Religious pride grows when we begin measuring our worth by comparison. We notice that we know more Scripture than someone else, pray with greater confidence, serve more visibly, or avoid sins that seem to entangle others. Instead of gratitude, growth produces superiority. We forget that every evidence of maturity is the result of grace. Paul asks in 1 Corinthians 4:7, “What hast thou that thou didst not receive?” Whatever wisdom, strength, opportunity, or fruit we possess has come from God.

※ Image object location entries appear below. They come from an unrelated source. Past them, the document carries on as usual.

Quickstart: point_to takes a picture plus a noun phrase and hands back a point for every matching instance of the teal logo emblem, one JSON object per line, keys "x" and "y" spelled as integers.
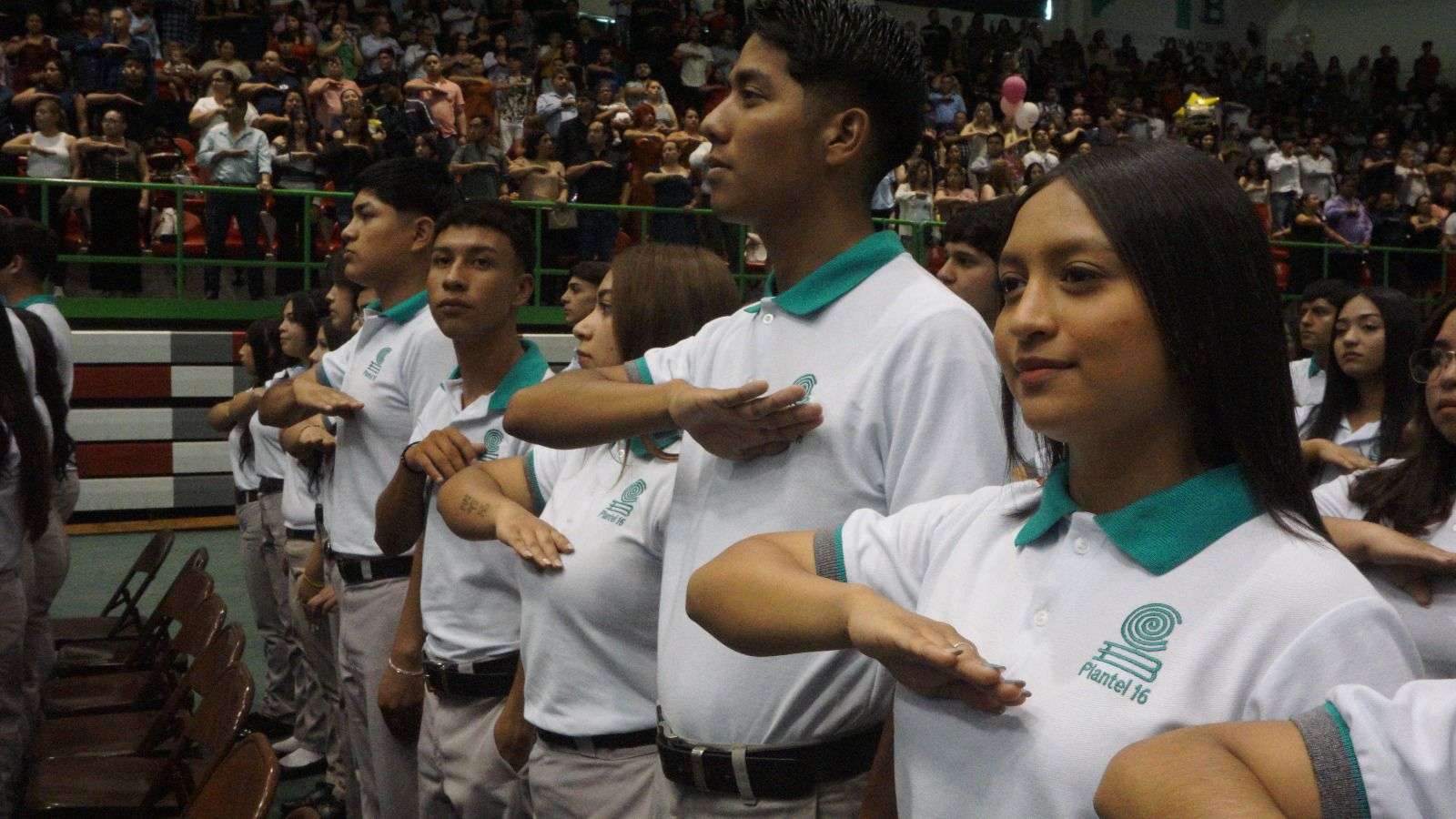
{"x": 1145, "y": 636}
{"x": 492, "y": 445}
{"x": 371, "y": 370}
{"x": 621, "y": 509}
{"x": 808, "y": 382}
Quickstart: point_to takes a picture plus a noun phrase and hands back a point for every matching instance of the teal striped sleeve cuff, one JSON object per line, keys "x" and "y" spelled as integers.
{"x": 638, "y": 372}
{"x": 535, "y": 486}
{"x": 829, "y": 554}
{"x": 1337, "y": 768}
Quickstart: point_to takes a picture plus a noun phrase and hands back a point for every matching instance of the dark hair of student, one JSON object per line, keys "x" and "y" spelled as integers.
{"x": 492, "y": 216}
{"x": 666, "y": 293}
{"x": 852, "y": 56}
{"x": 411, "y": 186}
{"x": 1201, "y": 259}
{"x": 22, "y": 423}
{"x": 50, "y": 388}
{"x": 1414, "y": 494}
{"x": 1402, "y": 325}
{"x": 34, "y": 242}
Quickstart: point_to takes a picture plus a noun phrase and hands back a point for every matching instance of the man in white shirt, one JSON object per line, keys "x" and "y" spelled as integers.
{"x": 849, "y": 322}
{"x": 376, "y": 383}
{"x": 459, "y": 632}
{"x": 1285, "y": 188}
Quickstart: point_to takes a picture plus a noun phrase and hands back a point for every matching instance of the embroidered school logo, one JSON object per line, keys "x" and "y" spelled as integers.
{"x": 371, "y": 370}
{"x": 807, "y": 380}
{"x": 492, "y": 445}
{"x": 1145, "y": 634}
{"x": 618, "y": 511}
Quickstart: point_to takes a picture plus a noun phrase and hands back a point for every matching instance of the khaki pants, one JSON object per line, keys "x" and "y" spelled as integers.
{"x": 317, "y": 690}
{"x": 15, "y": 723}
{"x": 462, "y": 771}
{"x": 596, "y": 784}
{"x": 281, "y": 653}
{"x": 388, "y": 775}
{"x": 834, "y": 800}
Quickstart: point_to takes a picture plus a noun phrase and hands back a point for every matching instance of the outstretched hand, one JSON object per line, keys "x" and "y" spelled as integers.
{"x": 743, "y": 423}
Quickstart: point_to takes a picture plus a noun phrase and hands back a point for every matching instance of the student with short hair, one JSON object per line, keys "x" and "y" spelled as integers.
{"x": 779, "y": 420}
{"x": 376, "y": 385}
{"x": 1120, "y": 589}
{"x": 456, "y": 651}
{"x": 1369, "y": 392}
{"x": 1318, "y": 307}
{"x": 589, "y": 610}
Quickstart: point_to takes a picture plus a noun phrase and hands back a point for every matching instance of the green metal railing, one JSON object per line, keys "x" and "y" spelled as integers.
{"x": 182, "y": 308}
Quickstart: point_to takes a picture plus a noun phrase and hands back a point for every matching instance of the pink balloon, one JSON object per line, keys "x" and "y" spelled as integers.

The gospel gives us no room for boasting. At the cross, every human claim to self-sufficiency is stripped away. We did not rescue ourselves from sin. Christ bore our guilt, fulfilled righteousness on our behalf, and opened the way to God through His sacrifice. Pride says, “Look what I have achieved.” Grace says, “Look what Christ has done.” The more clearly we see the cross, the less need we feel to stand above others.

This also changes how we respond to believers who are still growing. If we understand that God has been patient with us, we become more patient with them. We can offer correction without contempt and truth without arrogance. Spiritual maturity does not announce itself by drawing attention to its superiority. It appears through gentleness, teachability, repentance, and increasing dependence upon Christ.

The sacrifice of Jesus quiets the soul because it settles the question of our worth. We do not need constant recognition, control, or comparison. We are loved through Christ, welcomed through grace, and kept by the faithfulness of God. This security allows us to become small without feeling insignificant. Like the child in Psalm 131, we can rest in the presence of God without demanding that every moment affirm our importance.

Today, consider where jack-in-the-box pride may be attempting to rise again. It may appear in your need to be right, your irritation with correction, your comparison with another believer, or your refusal to trust God with an unanswered question. Do not merely push the lid down through greater effort. Bring the spring itself to Christ. Ask Him to expose the insecurity, fear, or self-will beneath your pride. Practice humility by listening before speaking, receiving correction without defensiveness, serving without recognition, and leaving one unresolved matter consciously in God’s hands. The soul becomes quiet when it no longer has to be the center of the story.